I have spent a good deal of my working life reporting at first hand on disasters of different kinds. Floods and famines, earthquakes and cyclones, humanitarian crises triggered by conflict — mostly in Africa and South Asia. Some of them were sudden disasters. Others — like the Ethiopian famine of the mid-1980s that killed up to a million people — unfolded slowly and inexorably.
There were times when I could grasp the sheer scale of suffering in the biggest of these disasters: the thousands and thousands of people shivering and starving in the dawn chill on the plain outside the Ethiopian highlands town of Korem; seeing the mass graves in which they had buried the earthquake dead in Haiti and the scene of utter devastation on arriving in the capital, Port-au-Prince; the vast areas under water and the communities marooned in the 2010 Pakistan floods. But what particularly stays with me now is the effects of the disasters on individuals.
From people who managed to reach Korem alive to begin the search for food, I heard about the elderly people they had had to leave behind to a near certain death and about those people who became so weak they died on the way. And there was the day a distraught father held out his skeletal child in his arms and begged us to take him with us.
In Mozambique — during near famine conditions caused by protracted civil war — I went to a village cut off by rebels and, in the midst of its deprivation, I met a health worker who risked mines and other threats to walk to and from a distant town by night to restock medicines in his clinic.
When HIV surfaced in southwestern Uganda in the 1980s I met families who would isolate ailing relatives out of sight, such was the stigma attached then to the disease and their lack of hope that they could find any help.
In several earthquakes I have watched as rescuers have tried so desperately to lift and chip away at concrete and rubble and then shouted for total silence to see if anyone trapped below was still alive. The wait for relatives is unbelievably agonising, especially when hope is slowly extinguished.
A humbling place
Disasters fast reveal those people who are most vulnerable to their effects — and often why. In my experience, they always throw up astonishing examples of courage, selflessness and dedication — I have often seen people who are displaced from their homes find shelter with the poorest families. These days, much effort also goes into building resilience against disasters, and there is a growing recognition that it is most effective when it draws on and values local knowledge and understanding. The midst of a disaster is truly a humbling place.
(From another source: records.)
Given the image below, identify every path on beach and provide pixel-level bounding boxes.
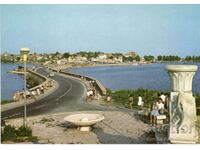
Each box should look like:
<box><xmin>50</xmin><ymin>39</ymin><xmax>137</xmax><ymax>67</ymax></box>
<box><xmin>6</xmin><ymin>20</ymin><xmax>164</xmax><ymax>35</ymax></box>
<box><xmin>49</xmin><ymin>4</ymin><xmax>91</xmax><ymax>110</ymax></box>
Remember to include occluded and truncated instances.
<box><xmin>1</xmin><ymin>67</ymin><xmax>116</xmax><ymax>120</ymax></box>
<box><xmin>1</xmin><ymin>68</ymin><xmax>152</xmax><ymax>144</ymax></box>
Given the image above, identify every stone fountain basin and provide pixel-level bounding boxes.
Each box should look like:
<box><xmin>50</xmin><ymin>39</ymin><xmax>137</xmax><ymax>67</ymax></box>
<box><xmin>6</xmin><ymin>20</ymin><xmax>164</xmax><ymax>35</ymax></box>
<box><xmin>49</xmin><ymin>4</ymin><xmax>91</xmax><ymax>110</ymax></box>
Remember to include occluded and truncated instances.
<box><xmin>64</xmin><ymin>114</ymin><xmax>105</xmax><ymax>127</ymax></box>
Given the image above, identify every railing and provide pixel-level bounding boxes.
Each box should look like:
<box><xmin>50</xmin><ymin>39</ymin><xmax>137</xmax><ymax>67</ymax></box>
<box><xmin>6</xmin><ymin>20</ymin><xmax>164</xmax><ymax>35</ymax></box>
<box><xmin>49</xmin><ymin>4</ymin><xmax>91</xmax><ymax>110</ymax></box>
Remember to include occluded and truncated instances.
<box><xmin>49</xmin><ymin>68</ymin><xmax>106</xmax><ymax>95</ymax></box>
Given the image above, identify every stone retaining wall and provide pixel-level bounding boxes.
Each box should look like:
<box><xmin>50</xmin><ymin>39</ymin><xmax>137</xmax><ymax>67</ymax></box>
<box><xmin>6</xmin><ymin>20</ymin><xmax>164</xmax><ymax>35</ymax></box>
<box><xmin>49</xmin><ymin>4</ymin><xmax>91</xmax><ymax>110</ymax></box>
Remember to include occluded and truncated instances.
<box><xmin>49</xmin><ymin>68</ymin><xmax>106</xmax><ymax>95</ymax></box>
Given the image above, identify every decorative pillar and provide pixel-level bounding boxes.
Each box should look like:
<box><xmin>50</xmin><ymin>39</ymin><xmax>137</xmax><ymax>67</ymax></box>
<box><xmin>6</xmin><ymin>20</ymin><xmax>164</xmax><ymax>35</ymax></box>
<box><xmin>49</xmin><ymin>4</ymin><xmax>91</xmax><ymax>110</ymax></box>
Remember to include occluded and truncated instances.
<box><xmin>166</xmin><ymin>65</ymin><xmax>198</xmax><ymax>143</ymax></box>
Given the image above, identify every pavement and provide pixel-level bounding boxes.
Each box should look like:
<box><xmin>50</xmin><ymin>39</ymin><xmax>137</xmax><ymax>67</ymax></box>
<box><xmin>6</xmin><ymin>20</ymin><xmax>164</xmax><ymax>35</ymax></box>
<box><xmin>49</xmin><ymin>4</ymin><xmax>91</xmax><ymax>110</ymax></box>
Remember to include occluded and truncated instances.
<box><xmin>1</xmin><ymin>67</ymin><xmax>116</xmax><ymax>125</ymax></box>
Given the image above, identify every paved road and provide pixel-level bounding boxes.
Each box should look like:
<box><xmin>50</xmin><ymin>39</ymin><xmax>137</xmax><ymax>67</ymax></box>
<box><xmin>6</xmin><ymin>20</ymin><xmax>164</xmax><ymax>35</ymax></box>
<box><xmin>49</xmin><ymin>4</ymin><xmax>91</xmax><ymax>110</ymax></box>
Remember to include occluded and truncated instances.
<box><xmin>1</xmin><ymin>68</ymin><xmax>115</xmax><ymax>122</ymax></box>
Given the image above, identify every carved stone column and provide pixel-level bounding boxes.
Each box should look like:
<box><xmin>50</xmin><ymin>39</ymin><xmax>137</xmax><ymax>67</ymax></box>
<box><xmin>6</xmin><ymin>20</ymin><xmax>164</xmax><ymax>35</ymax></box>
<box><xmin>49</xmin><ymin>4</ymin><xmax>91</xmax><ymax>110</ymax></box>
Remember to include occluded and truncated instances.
<box><xmin>166</xmin><ymin>65</ymin><xmax>198</xmax><ymax>143</ymax></box>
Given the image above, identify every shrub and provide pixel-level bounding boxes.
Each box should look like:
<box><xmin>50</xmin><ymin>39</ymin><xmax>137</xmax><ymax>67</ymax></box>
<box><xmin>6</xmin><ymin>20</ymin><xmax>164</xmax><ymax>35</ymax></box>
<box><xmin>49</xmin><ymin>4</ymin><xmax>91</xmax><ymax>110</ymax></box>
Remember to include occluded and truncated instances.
<box><xmin>1</xmin><ymin>125</ymin><xmax>37</xmax><ymax>142</ymax></box>
<box><xmin>111</xmin><ymin>88</ymin><xmax>168</xmax><ymax>108</ymax></box>
<box><xmin>1</xmin><ymin>125</ymin><xmax>17</xmax><ymax>141</ymax></box>
<box><xmin>17</xmin><ymin>126</ymin><xmax>32</xmax><ymax>137</ymax></box>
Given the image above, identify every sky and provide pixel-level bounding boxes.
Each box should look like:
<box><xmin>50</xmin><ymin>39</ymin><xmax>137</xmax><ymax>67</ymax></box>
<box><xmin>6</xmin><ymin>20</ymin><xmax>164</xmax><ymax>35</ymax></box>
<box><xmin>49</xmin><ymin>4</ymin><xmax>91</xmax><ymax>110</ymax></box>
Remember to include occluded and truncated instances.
<box><xmin>0</xmin><ymin>4</ymin><xmax>200</xmax><ymax>57</ymax></box>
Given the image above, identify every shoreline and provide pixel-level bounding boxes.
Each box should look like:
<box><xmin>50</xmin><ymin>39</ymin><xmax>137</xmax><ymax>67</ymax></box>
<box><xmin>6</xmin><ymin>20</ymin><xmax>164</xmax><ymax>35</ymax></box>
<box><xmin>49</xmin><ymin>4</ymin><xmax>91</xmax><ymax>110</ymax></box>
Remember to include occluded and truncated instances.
<box><xmin>50</xmin><ymin>63</ymin><xmax>155</xmax><ymax>69</ymax></box>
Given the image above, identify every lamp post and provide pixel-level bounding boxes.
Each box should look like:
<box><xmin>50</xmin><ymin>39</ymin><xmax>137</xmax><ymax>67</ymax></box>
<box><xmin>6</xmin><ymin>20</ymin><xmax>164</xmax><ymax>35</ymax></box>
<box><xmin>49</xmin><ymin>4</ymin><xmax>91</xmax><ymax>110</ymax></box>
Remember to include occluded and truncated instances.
<box><xmin>20</xmin><ymin>48</ymin><xmax>30</xmax><ymax>127</ymax></box>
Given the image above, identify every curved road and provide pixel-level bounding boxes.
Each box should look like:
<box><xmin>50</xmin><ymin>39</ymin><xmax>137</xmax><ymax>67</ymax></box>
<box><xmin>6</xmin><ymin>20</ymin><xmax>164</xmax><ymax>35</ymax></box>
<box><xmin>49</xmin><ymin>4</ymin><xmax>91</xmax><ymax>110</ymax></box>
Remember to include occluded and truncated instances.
<box><xmin>1</xmin><ymin>68</ymin><xmax>115</xmax><ymax>123</ymax></box>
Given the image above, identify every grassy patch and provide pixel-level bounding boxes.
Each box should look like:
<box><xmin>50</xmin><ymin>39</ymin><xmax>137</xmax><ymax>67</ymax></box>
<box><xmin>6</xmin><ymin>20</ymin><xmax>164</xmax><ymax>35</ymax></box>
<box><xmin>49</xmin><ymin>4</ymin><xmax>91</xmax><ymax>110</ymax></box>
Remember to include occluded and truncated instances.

Is there a comparison to be made between these disasters of many different kinds — and the response to them — and the current coronavirus pandemic, unfolding globally before all our eyes?
In one important respect, I think there is. “Common humanity” is a widely used phrase, so much so that it is at risk of losing its value as a goal to bind us together at a time like this. But it is an immensely powerful concept, a definition in many ways of the concept of ubuntu, so cherished and often talked about by Archbishop Emeritus Desmond Tutu. Ubuntu is translated in many ways — among them “I am because of who we all are”,“humanity towards others” or “the belief in a universal bond of sharing that connects all humanity”. All these definitions sum up the concept well. I once heard it said that you really know what ubuntu means when it is absent.
To recognise ubuntu in much of the response there has already been to the Covid-19 pandemic — and to hope that it will underpin the response of individuals, communities and whole societies as the virus continues its spread — is invaluable. And because we are indebted to Africa for the concept it could help us keep in mind that many African countries and their health systems could be hit — and tested — very severely by the virus.
Mike Wooldridge is a journalist who was the BBC’s Southern Africa correspondent from 1989 to 1990. His experience as a correspondent in Africa stretches from Cape Town to Kampala. He is now based in Oxford in the UK.